How intense pressure from for-profit daycares has transformed Ontario’s rollout of $10-a-day child care — and sparked a political standoff
As the government moved to introduce its $10-a-day child care program, for-profit companies promised to provide the government with information on how their daycares were operating.
The provincial Liberals planned to announce details of the program next week. At the government news conference in March, they were joined by three for-profit companies: Early Learning Education Services of Canada, Inc. of Mississauga; Learning Unlimited Educational Services of Toronto; and Learning Unlimited of Guelph.
The government promised to make the data gathered by the companies public, and it’s what the Liberals introduced on Monday.
But after the announcement, the government didn’t receive the promised data, and the province is now suing them.
The Liberals argued the data won’t be necessary because all six of their daycares are already publicly assessed, publicly reported and subject to a review process overseen by the ministry of education.
“We know the data that is being collected will show where there are problems and we will move to fix those,” said Lisa MacLeod, the ministry’s lead on child care.
“We will work with the for-profit companies to find a way to get the data that is necessary,” MacLeod said, without elaborating.
But the government’s lawyer, Jeff Light, said the program will “create a huge problem for all parents who rely on daycare.”
“It is not a good solution,” he told the Star.
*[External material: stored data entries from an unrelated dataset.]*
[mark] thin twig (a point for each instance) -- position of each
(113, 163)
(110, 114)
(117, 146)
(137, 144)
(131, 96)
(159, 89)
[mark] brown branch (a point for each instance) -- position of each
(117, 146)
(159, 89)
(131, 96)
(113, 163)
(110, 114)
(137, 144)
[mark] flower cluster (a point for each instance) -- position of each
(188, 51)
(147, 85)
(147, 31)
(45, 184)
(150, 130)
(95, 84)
Ontario is facing a shortage of skilled child care providers in the wake of the government’s $10-a-day childcare program.
For the first time, parents who work in full-time jobs and have children under the age of five can receive an extra $15 a day per child, regardless of their income level, under the government’s child care program.
The Liberals’ government launched the child care program in April to allow families like the Blosky-Coates family to receive government-funded child care for the first time.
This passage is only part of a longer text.